|Title||Genomic variation in dairy cattle - Identification and use|
|Source||Wageningen University. Promotor(en): Johan van Arendonk, co-promotor(en): Henk Bovenhuis. - [S.l.] : S.n. - ISBN 9789085040095|
Animal Breeding and Genomics
|Publication type||Dissertation, internally prepared|
|Keyword(s)||melkvee - genomen - genetische variatie - kwantitatieve kenmerken - loci - melkproductie - bouw (dier) - pleiotropie - genetische verbetering - genetische merkers - dierveredeling - moleculaire genetica - dairy cattle - genomes - genetic variation - quantitative traits - loci - milk production - conformation - pleiotropy - genetic improvement - genetic markers - animal breeding - molecular genetics|
|Categories||Cattle / Races, Selection, Genetics / Molecular Genetics|
|Abstract||The development of molecular techniques has offered possibilities to identify quantitative trait loci (QTL). Studies in dairy cattle have mainly focused on milk production traits. This thesis first gives an overview of the main identified QTL for milk production traits. Subsequently, a study to detect QTL affecting 27 conformation traits and functional traits was performed. A granddaughter design consisting of 20 Holstein-Friesian grandsires and 833 sons was analyzed by multi-marker regression. This across-family analysis suggested the presence of 61 QTL. Ten of these QTL exceeded the genomewise significance threshold. These were mainly QTL affecting body size traits and udder conformation traits.
When QTL-information is used to select for a certain trait, genetic progress in other traits may be influenced as well, due to pleiotropic effects of QTL, or due to closely linked QTL. A method was developed to identify regions affecting multiple traits. The method is based on the covariance between marker contrasts from single-trait regression analysis for different traits. Application of this method to data on fifteen traits (milk production, udder conformation, udder health and fertility traits) in our granddaughter design resulted in 59 multiple trait quantitative trait regions (MQR). Most MQR were found on BTA 6, 13, 14, 19, 22, 23 and 25.

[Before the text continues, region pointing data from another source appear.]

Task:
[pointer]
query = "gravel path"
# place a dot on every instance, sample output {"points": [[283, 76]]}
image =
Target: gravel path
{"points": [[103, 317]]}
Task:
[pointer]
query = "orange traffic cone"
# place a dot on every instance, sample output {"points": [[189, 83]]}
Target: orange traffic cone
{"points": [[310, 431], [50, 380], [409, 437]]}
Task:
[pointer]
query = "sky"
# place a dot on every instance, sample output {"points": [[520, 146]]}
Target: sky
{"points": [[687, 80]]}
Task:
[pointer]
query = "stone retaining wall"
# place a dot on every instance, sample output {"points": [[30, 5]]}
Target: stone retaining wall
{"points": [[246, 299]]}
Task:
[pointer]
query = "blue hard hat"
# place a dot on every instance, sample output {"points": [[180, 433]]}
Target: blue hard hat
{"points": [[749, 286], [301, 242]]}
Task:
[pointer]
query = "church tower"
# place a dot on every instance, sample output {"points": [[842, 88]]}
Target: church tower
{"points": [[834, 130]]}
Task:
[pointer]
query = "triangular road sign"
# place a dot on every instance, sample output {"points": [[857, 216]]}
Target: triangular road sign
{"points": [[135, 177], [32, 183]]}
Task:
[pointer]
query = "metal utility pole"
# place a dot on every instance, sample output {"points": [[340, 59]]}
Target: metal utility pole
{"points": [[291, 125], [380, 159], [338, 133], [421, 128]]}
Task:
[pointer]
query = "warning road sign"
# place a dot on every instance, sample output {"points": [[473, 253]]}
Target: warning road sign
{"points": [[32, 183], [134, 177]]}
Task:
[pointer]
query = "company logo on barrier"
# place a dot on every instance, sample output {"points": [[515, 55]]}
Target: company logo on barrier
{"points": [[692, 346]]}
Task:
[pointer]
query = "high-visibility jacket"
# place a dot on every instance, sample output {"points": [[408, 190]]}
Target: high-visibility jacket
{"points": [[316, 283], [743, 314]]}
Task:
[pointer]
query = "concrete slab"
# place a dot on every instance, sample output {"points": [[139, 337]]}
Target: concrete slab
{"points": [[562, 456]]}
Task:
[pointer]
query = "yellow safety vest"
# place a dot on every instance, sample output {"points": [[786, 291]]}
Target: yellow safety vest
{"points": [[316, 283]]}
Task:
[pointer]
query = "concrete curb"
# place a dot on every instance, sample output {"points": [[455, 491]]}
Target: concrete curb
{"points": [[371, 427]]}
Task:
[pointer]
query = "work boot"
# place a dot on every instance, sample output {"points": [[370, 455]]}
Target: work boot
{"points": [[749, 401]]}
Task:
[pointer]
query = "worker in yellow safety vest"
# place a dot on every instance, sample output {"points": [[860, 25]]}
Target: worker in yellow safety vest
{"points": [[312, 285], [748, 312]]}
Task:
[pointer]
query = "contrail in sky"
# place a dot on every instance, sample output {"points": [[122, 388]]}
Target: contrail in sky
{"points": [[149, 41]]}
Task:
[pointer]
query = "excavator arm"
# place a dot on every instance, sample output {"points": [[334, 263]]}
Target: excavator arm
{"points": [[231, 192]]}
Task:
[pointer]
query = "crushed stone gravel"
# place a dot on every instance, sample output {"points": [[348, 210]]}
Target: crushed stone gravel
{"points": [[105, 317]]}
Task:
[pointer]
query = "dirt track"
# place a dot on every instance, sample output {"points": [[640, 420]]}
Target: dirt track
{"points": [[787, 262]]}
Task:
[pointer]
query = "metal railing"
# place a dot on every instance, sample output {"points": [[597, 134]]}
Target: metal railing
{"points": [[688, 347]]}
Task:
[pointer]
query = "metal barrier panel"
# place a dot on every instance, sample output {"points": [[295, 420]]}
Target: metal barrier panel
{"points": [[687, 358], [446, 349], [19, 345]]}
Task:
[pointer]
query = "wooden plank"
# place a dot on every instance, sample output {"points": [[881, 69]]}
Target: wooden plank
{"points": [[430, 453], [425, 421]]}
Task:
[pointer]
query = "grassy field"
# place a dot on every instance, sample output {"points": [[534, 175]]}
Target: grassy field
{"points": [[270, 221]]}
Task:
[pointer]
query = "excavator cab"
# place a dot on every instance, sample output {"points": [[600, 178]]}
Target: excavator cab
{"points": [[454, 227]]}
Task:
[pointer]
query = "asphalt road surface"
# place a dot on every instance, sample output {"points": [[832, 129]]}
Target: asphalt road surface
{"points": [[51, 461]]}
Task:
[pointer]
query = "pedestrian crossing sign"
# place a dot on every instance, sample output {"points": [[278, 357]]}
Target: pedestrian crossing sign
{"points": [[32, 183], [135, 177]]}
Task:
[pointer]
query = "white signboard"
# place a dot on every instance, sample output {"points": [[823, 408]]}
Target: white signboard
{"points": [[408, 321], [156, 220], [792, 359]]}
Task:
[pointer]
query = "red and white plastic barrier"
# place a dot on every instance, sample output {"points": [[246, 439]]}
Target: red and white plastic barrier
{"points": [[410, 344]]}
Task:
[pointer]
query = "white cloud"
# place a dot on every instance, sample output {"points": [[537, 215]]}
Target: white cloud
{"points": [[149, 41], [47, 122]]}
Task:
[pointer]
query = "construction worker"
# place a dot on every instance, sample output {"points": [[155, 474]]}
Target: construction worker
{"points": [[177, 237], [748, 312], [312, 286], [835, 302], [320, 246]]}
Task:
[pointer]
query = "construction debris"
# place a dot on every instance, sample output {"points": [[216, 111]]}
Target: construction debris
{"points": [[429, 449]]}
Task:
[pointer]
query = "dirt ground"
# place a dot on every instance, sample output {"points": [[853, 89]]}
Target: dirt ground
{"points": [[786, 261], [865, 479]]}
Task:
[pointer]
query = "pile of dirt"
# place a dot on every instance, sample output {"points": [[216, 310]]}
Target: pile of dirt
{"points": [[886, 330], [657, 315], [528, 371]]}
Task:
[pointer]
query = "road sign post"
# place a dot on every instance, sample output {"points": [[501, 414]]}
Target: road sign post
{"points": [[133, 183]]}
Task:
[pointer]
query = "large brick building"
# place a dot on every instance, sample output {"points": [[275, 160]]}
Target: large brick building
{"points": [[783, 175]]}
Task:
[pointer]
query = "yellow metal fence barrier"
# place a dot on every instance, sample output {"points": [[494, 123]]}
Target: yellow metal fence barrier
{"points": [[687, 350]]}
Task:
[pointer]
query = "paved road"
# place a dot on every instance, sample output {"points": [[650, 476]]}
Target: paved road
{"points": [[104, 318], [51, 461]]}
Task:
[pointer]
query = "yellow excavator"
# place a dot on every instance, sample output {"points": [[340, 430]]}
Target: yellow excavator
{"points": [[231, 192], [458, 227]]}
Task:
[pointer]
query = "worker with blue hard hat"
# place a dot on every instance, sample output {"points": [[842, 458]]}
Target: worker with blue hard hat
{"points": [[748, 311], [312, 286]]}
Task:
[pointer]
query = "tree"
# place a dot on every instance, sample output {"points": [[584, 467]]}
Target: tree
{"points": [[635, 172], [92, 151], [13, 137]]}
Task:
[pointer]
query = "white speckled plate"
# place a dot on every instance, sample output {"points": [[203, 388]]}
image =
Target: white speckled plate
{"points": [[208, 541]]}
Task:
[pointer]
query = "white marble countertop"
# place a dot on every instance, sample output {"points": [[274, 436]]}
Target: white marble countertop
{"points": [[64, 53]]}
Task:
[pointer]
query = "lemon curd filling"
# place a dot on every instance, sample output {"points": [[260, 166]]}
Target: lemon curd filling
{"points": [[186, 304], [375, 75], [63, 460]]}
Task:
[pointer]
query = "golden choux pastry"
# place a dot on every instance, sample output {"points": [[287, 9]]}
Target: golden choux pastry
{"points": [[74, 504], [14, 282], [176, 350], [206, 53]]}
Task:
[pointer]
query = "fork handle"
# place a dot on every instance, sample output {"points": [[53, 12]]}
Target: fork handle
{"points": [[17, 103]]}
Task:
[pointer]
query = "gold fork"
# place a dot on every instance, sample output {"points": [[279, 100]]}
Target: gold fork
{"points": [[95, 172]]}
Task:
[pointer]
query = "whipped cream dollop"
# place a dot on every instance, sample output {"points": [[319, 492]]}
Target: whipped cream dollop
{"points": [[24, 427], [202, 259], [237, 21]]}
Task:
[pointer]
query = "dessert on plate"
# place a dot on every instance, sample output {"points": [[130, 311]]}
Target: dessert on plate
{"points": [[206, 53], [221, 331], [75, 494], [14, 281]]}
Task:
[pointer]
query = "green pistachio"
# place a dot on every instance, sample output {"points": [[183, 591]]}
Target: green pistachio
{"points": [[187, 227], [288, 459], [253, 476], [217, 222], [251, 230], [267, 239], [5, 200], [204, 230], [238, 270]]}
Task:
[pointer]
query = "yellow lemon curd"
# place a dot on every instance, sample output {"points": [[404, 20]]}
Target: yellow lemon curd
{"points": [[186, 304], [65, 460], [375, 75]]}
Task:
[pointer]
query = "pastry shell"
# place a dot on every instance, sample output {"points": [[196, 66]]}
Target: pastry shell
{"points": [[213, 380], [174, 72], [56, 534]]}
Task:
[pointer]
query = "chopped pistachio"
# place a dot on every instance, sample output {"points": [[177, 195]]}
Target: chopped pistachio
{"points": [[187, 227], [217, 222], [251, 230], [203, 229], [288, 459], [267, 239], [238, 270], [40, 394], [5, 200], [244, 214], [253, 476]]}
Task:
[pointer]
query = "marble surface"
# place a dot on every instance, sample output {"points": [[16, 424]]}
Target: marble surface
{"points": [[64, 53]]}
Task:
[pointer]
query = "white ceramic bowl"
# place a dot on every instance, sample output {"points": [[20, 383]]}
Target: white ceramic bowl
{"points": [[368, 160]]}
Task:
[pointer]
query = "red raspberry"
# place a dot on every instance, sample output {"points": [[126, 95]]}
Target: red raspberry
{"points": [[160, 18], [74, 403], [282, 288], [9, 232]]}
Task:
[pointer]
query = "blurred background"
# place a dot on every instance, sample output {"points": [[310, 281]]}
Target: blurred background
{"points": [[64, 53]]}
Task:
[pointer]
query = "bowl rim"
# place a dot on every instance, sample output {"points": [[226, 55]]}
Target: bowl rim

QTL-information can be used in breeding schemes (marker-assisted selection, MAS) to increase the rate of genetic improvement. A number of multi-stage dairy cattle breeding schemes was evaluated, studying the impact of increased preselection using QTL-information. Response in multi-stage MAS-schemes was 4.5% to 31.3% higher than response in corresponding schemes without QTL-information. In some of the MAS-schemes with a reduced number of progeny tested bulls, genetic progress was identical to or higher than genetic progress in the original schemes. The results indicate opportunities to improve current breeding schemes. The gains depend on the amount of genomic variation explained by QTL.
Currently available pedigrees and methods offer excellent opportunities to identify more QTL, thus increasing the fraction of the genomic variation explained by QTL. New initiatives, like sequencing the bovine genome, will further facilitate the identification of genomic variation, and its use.